“It’s not who’s in front now, it’s who’s in front in November.” Well, for the time being anyway, Mr. Bond will have to settle for August, which I’m sure he doesn’t mind at all. The fall will have to take care of itself.
For Tizway, for Bond, for Rajiv Maragh, the Whitney could not have set up any better. Sitting comfortably behind a pace duel over a surface that might have been a little dull by post time for the Whitney.
Maragh took a long hold of his mount who simply cruised right along at his own pace, well within himself, as comfortable as any horse can be in a major Grade 1 at Saratoga.

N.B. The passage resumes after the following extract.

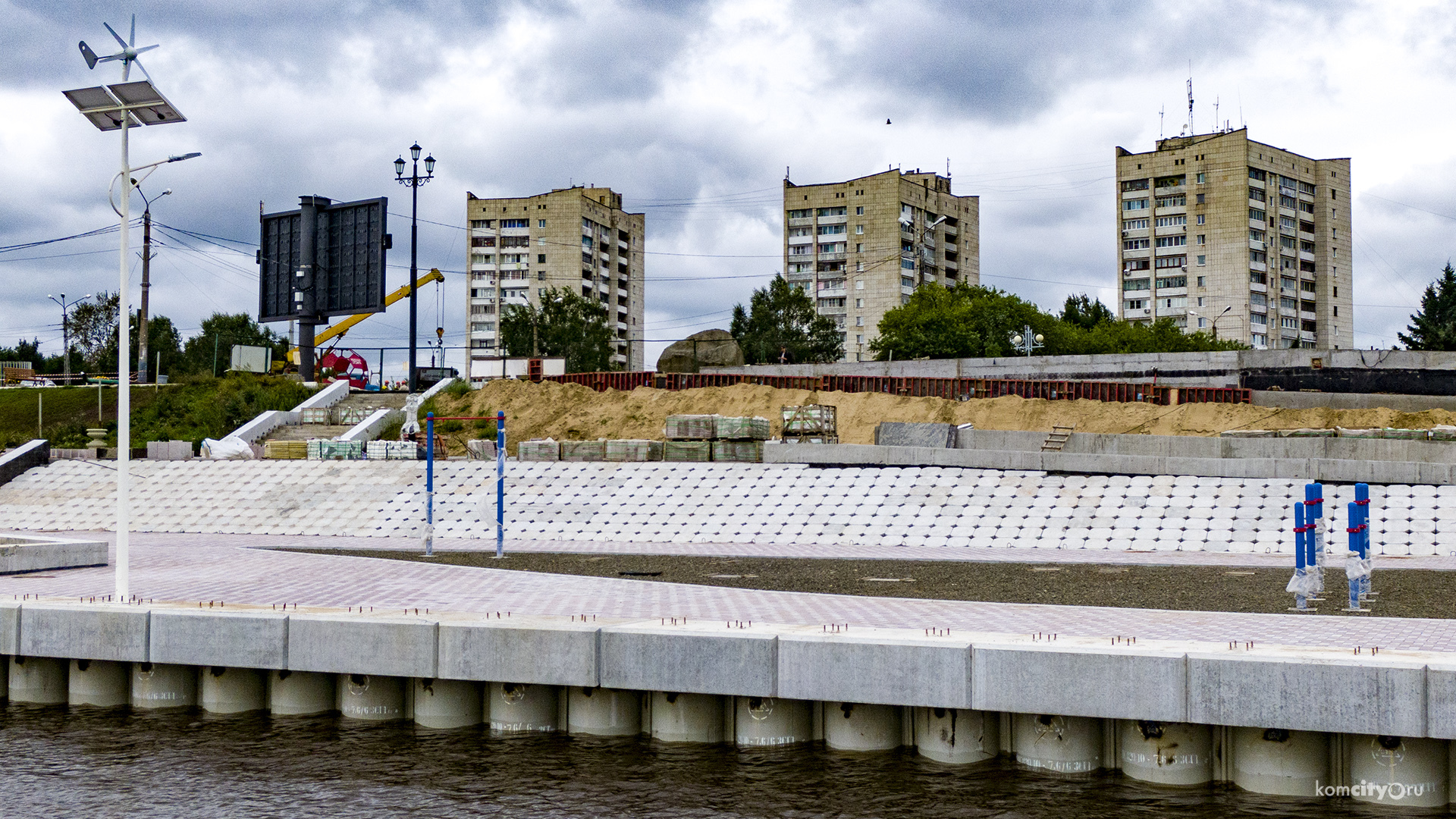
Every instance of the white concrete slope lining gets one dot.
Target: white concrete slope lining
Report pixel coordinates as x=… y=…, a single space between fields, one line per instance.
x=726 y=503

It was a virtual re-run of his victory in the Met Mile, only this time there was a second turn and a much slower pace. But when Maragh was ready, three furlongs from home, he gave the six-year-old his cue.
By the time he reached the finish line in 1:52.43, the Metropolitan Handicap was three lengths in front of Suburban Handicap winner Flat Out, who made a strong rally up the fence, tipped into the 2-path, narrowed the margin slightly but was one-paced at the line behind a clear winner who appeared at once to be idling and tired.
With his victory in the Whitney, Tizway won his last two starts in Grade 1 company and became this country’s top ranked older horse. And that is a credit to owner William Clifton, who kept his horse running despite the infirmities which Bond handled with masterful patience. It’s not often these days when six-year-old Thoroughbreds win Grade 1s back to back.
"You don't find horses like this very often and sometimes it's a long time between drinks of water," Clifton said. "He's a six year old but he's running pretty darned good as a six year old."
“He’s the best miler in the country, and he’s the best older horse in the country,” said his trainer. “I’m as confident going a mile and a quarter as I as going a mile and an eighth coming here today.
S, then he’ll be going on to the Classic? “You know it,” Bond said. He will run in the Jockey Club Gold Cup and then the Breeders’ Cup Classic.”
Hardly a Test At All
After watching the Grade 1 Test Stakes two things became readily apparent: Turbulent Descent is the present class of the 3-year-old filly sprint division and Bob Baffert, trainer of Test second favorite American Lady, is only human after all.
Turbulent Descent made an absolute shambles of her seven Test rivals, comfortable sitting off a controlled pace set by Roman Treasure in fourth position with David Flores, who traveled here with the brilliant SoCal miss, biding his time.
That moment came as the fillies reached the three furlong pole. With Ramon Dominguez in the throes of trying to steal the race as he tried to pull the rug on the competition approaching the quarter pole, Flores had his filly in full stride while offering only the slightest encouragement.
Baffert's American Beauty, stalking from second, made a move toward the lead but floundered abruptly. She was not good at all, perhaps owing to a physical issue, shocking because the Hall of Famer has been shipping all over the country and winning with abandon.
Turbulent Descent’s momentum carried her up to the frontrunner and, after straightening away, with Flores applying only an intermittent left-handed encouragement, the favorite suddenly opened ground and the dance was over.
“She’ll take on any horse out there at this distance,” said her excited trainer, Mike Puype. “She was in deceleration at the finish. [This win is] huge. It puts her right at the top of the division. She’s the favorite to win the Breeders’ Cup Filly and Mare Sprint.”
“I just waited,” said Flores. There was nobody to worry about and around the half-mile I just [pointed her outside] and she started making a run. I just let her be herself.”
Yes Virginia, There Is No Carryover
Well, had there been a disqualification in the final race of the day, there would have been a little less than a million dollars awaiting bettors on the Sunday afternoon program in the form of a three-day carryover.
But the victory by Bound By Humor was allowed to stand and nine bettors, one on track, collected $86,701, less IRS withholding. Bettors spent $1.017 million chasing a $215,000 carryover, a trend that has held the entire meeting. The difficult multi-race wager has been very popular at the current stand.